Quant à la participation des experts au colloque - question récurrente s'il en est - à l'occasion d'une réunion avec l'ensemble des agences et les représentants d'experts pour établir une trame de code de déontologie, Mme Isabelle Durand-Zaleski a rapporté que lorsqu'elle intervenait dans des colloques à l'étranger, les liens d'intérêts passaient sur un écran pendant que l'intervenant prenait la parole. C'est effectivement utile pour la transparence.

Pour autant, les experts ont-ils la possibilité de financer leur participation à ces colloques autrement qu'en acceptant des invitations de l'industrie ? La question va au-delà de la réflexion contenue dans mon rapport.

L'InVS remarque qu'un trop grand nombre de démarches administratives peut décourager les experts. L'ensemble des experts que j'ai rencontrés m'ont fait cette remarque.

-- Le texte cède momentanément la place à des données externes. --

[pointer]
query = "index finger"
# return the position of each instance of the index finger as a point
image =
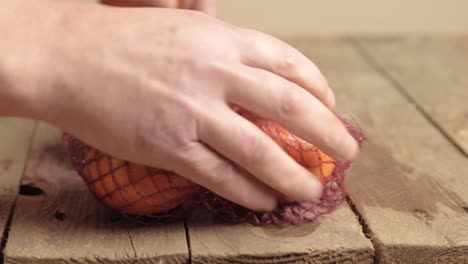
(269, 53)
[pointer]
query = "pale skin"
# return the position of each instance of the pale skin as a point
(156, 85)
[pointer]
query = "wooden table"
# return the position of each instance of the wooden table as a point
(408, 193)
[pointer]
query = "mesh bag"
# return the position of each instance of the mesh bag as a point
(137, 190)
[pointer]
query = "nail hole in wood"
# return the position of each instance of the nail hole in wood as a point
(60, 216)
(30, 190)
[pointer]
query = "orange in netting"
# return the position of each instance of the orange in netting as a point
(139, 190)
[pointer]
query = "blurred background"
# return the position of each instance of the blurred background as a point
(357, 17)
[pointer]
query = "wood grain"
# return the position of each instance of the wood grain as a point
(65, 224)
(434, 74)
(15, 138)
(336, 238)
(410, 183)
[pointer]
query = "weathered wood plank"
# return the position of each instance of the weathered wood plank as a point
(15, 138)
(65, 224)
(410, 183)
(434, 73)
(336, 238)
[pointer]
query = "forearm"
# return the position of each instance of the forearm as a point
(25, 84)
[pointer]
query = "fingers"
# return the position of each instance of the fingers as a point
(203, 166)
(275, 98)
(249, 147)
(271, 54)
(206, 6)
(143, 3)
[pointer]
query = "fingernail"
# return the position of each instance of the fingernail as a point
(350, 149)
(314, 190)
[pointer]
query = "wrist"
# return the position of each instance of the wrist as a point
(29, 28)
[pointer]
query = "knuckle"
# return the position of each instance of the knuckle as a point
(255, 150)
(291, 102)
(286, 62)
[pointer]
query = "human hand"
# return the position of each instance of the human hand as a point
(207, 6)
(155, 86)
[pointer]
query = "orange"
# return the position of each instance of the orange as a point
(135, 189)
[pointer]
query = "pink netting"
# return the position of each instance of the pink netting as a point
(137, 190)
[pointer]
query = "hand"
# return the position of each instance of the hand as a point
(154, 86)
(207, 6)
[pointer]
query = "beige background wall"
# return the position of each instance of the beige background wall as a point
(337, 17)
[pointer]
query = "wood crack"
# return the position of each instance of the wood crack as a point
(6, 233)
(187, 238)
(376, 243)
(133, 246)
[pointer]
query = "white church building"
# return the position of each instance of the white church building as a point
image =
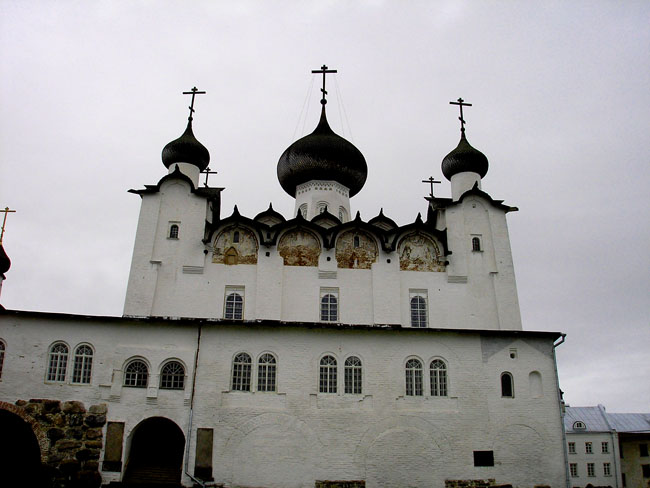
(309, 350)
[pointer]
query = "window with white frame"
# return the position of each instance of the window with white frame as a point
(83, 364)
(266, 371)
(327, 375)
(172, 376)
(353, 375)
(418, 308)
(607, 469)
(136, 374)
(329, 304)
(58, 362)
(438, 376)
(591, 469)
(234, 303)
(414, 377)
(241, 372)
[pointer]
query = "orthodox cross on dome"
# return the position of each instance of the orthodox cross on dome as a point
(432, 181)
(4, 221)
(207, 173)
(323, 70)
(461, 103)
(193, 92)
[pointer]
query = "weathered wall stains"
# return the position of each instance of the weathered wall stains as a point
(235, 245)
(418, 252)
(299, 248)
(356, 250)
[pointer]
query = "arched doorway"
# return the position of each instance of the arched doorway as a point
(20, 454)
(156, 453)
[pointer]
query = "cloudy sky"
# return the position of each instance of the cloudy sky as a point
(90, 92)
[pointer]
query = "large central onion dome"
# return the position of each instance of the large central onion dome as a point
(322, 155)
(464, 158)
(186, 149)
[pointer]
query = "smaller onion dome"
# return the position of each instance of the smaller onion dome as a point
(322, 155)
(186, 149)
(464, 158)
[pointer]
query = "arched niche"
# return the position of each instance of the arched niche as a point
(299, 247)
(356, 250)
(235, 245)
(419, 252)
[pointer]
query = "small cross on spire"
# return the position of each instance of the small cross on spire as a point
(324, 70)
(461, 103)
(193, 92)
(432, 181)
(4, 221)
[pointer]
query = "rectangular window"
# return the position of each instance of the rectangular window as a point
(607, 469)
(418, 303)
(234, 303)
(591, 469)
(329, 304)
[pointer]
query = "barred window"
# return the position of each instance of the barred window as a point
(438, 370)
(327, 382)
(266, 369)
(172, 376)
(234, 306)
(418, 311)
(136, 374)
(241, 372)
(352, 376)
(507, 387)
(58, 362)
(2, 356)
(329, 309)
(83, 364)
(413, 378)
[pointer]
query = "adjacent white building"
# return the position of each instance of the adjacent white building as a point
(295, 351)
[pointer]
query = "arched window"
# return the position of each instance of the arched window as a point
(413, 377)
(476, 244)
(58, 362)
(507, 386)
(352, 375)
(327, 381)
(83, 364)
(2, 356)
(241, 372)
(172, 376)
(266, 373)
(234, 306)
(136, 374)
(329, 308)
(438, 371)
(418, 311)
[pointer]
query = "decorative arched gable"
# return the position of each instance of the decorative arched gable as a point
(356, 250)
(419, 252)
(299, 247)
(235, 245)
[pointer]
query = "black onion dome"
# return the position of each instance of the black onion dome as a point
(186, 149)
(464, 158)
(322, 155)
(5, 262)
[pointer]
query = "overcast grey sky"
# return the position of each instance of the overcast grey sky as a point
(90, 92)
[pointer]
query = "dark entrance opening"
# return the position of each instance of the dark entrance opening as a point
(20, 454)
(156, 453)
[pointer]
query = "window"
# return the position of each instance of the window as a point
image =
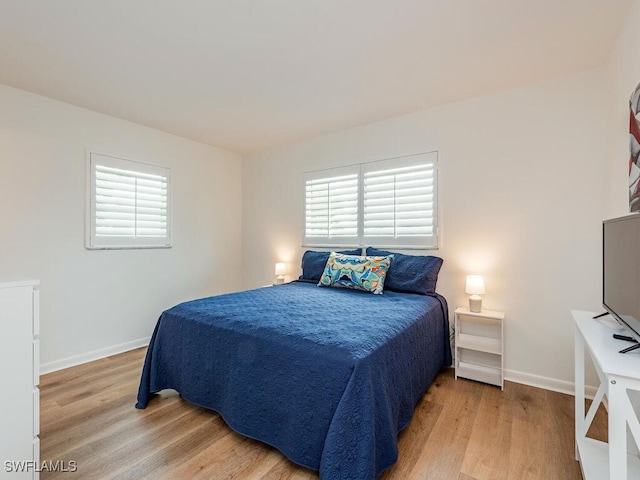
(128, 204)
(390, 203)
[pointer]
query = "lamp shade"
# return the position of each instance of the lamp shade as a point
(475, 285)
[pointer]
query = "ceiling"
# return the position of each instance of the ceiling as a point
(246, 75)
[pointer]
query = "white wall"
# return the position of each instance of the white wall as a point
(623, 76)
(96, 302)
(521, 194)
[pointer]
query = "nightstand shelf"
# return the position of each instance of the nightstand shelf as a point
(479, 346)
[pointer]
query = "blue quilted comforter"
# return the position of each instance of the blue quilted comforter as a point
(328, 376)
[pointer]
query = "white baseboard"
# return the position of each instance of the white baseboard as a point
(93, 355)
(547, 383)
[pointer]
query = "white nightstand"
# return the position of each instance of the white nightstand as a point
(479, 345)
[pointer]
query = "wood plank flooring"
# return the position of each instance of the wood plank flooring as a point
(461, 430)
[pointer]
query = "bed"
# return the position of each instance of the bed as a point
(328, 376)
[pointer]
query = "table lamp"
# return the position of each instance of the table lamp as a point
(475, 287)
(281, 270)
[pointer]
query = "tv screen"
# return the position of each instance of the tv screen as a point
(621, 271)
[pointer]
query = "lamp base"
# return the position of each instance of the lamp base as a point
(475, 303)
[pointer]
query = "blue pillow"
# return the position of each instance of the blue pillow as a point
(313, 263)
(410, 273)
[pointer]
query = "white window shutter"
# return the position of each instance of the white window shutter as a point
(389, 203)
(129, 204)
(331, 207)
(399, 202)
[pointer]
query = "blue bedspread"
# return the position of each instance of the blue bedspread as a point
(328, 376)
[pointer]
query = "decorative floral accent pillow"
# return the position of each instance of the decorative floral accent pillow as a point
(353, 271)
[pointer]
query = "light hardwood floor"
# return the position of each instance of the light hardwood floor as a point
(461, 430)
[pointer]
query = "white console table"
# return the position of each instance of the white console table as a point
(618, 374)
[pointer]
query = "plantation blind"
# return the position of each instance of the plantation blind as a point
(399, 201)
(389, 203)
(331, 207)
(128, 205)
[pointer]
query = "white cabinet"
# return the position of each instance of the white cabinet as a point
(479, 345)
(619, 375)
(20, 374)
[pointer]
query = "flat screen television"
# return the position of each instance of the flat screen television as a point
(621, 271)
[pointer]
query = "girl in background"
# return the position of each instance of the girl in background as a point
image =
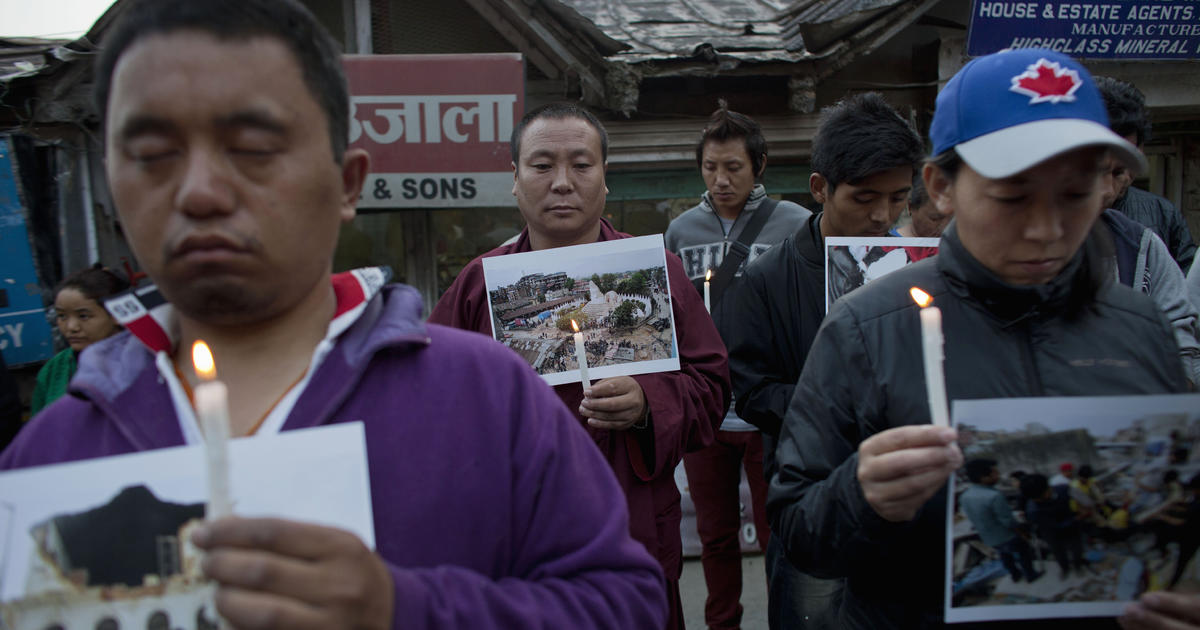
(82, 321)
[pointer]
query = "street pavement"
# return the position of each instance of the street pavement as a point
(754, 593)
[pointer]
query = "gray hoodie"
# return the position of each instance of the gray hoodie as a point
(699, 237)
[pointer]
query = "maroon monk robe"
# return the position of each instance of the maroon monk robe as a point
(687, 407)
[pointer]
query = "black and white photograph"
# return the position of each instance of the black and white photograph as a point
(855, 261)
(1072, 507)
(112, 543)
(609, 300)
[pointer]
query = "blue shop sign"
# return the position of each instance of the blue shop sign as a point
(1122, 29)
(24, 331)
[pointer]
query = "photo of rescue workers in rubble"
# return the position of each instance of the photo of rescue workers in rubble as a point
(1091, 501)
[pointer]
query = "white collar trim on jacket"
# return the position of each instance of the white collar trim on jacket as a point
(154, 322)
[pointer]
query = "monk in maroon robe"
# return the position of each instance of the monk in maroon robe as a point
(642, 424)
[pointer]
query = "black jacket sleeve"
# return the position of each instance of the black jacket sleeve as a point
(1182, 247)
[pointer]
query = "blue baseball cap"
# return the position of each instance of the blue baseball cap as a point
(1009, 111)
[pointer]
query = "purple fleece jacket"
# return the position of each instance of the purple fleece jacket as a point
(492, 508)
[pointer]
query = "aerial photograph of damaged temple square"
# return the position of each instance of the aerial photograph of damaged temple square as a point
(1073, 502)
(619, 301)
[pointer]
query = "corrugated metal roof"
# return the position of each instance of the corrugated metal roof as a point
(658, 29)
(750, 30)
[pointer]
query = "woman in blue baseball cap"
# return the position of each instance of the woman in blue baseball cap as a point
(1029, 309)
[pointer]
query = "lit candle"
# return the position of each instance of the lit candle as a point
(581, 355)
(708, 291)
(213, 412)
(931, 347)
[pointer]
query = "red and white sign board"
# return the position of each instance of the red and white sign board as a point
(437, 127)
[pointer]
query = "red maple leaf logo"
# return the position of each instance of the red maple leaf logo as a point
(1047, 81)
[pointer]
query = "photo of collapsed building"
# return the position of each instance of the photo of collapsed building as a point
(1091, 505)
(623, 312)
(852, 262)
(126, 563)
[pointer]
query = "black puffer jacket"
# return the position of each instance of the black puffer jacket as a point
(864, 375)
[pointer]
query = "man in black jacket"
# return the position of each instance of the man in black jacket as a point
(1127, 118)
(859, 490)
(863, 159)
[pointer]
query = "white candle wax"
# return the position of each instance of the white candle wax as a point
(935, 377)
(213, 411)
(581, 355)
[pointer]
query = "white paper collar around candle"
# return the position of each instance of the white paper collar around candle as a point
(933, 351)
(213, 413)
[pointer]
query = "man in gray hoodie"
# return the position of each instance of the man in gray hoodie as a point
(732, 156)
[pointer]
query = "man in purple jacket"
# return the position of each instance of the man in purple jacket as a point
(225, 127)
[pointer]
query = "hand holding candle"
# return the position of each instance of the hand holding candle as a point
(581, 355)
(708, 291)
(933, 346)
(213, 412)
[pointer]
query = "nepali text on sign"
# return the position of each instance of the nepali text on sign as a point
(437, 127)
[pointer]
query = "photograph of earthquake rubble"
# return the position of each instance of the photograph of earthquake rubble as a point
(108, 546)
(615, 292)
(855, 261)
(1072, 507)
(125, 561)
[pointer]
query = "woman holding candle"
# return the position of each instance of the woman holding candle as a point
(1026, 310)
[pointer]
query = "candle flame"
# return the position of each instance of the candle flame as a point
(922, 298)
(202, 358)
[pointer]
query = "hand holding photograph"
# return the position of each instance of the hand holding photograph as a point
(586, 312)
(107, 543)
(1072, 507)
(855, 261)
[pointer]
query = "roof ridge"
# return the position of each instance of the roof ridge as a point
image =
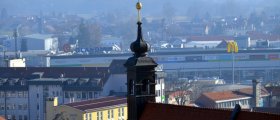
(99, 102)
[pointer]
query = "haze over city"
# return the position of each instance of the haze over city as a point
(139, 59)
(152, 7)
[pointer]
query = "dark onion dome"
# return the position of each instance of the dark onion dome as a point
(140, 46)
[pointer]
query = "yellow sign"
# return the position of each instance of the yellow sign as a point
(232, 46)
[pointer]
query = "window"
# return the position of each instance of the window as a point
(78, 95)
(25, 107)
(71, 94)
(84, 95)
(37, 106)
(89, 116)
(122, 111)
(119, 112)
(20, 107)
(99, 116)
(112, 114)
(20, 117)
(2, 94)
(90, 95)
(25, 117)
(109, 115)
(25, 94)
(20, 94)
(2, 106)
(66, 95)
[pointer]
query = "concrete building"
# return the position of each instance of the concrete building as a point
(185, 63)
(40, 42)
(247, 98)
(107, 108)
(23, 91)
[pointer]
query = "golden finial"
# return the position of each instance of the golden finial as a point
(139, 7)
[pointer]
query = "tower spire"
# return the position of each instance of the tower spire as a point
(140, 46)
(140, 74)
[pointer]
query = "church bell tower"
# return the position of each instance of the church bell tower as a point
(140, 74)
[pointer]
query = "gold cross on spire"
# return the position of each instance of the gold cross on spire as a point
(139, 7)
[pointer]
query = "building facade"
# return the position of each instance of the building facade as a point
(23, 93)
(107, 108)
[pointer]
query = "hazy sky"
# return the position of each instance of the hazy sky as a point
(181, 7)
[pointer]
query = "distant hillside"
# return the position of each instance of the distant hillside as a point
(183, 7)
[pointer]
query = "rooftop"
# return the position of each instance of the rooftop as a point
(232, 94)
(98, 103)
(39, 36)
(155, 111)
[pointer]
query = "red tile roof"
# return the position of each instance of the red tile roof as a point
(2, 118)
(155, 111)
(179, 93)
(227, 95)
(98, 103)
(209, 38)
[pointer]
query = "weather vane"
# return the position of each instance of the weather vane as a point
(139, 7)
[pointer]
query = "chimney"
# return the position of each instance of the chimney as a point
(256, 93)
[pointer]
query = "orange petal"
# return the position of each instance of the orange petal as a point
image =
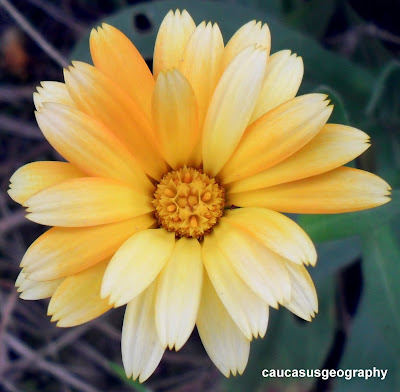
(136, 264)
(340, 190)
(281, 83)
(52, 92)
(252, 33)
(275, 231)
(36, 176)
(87, 201)
(277, 135)
(99, 97)
(333, 146)
(201, 63)
(115, 55)
(172, 37)
(65, 251)
(248, 311)
(231, 107)
(224, 342)
(175, 118)
(77, 300)
(89, 145)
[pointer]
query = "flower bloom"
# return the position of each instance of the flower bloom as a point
(145, 208)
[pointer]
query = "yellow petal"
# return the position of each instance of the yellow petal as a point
(77, 300)
(224, 342)
(141, 349)
(52, 92)
(31, 290)
(276, 232)
(201, 63)
(252, 33)
(98, 96)
(89, 145)
(333, 146)
(277, 135)
(231, 107)
(175, 117)
(178, 293)
(340, 190)
(261, 269)
(249, 312)
(172, 37)
(281, 83)
(136, 264)
(65, 251)
(304, 301)
(86, 201)
(116, 56)
(36, 176)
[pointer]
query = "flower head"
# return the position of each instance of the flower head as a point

Lorsqu'ils sont experts pour quatre instances différentes, on leur demande à chaque fois le même type de déclaration, les agences s'étant toutes inspirées les unes des autres pour établir leur formulaire de déclaration.

Une entité de contrôle qui serait aussi une instance de consultation en cas de doute et qui participerait à la formation des experts ferait forcément évoluer les choses ; à mon sens, il faut que les agences conservent le recrutement des experts et la gestion des liens d'intérêts.

Enfin, s'agissant de l'AFSSA et de l'AFSSET, au moment du rapport, les deux directeurs m'avaient donné chacun une réponse.

Je vais vous laisser un certain nombre de documents, dont la note que je vous ai lue, la note de transmission de mon rapport, en 2006, au directeur de cabinet de Mme la ministre de la santé, ma lettre de mission, l'analyse qui m'avait été demandée sur le projet de charte de la direction générale de la santé (DGS) et des agences ainsi que la présentation faite lors de la première réunion sur la déontologie de l'expertise au comité d'animation du système d'agences, qui indique les nouvelles orientations du cabinet.

M. François Autain, président - Merci.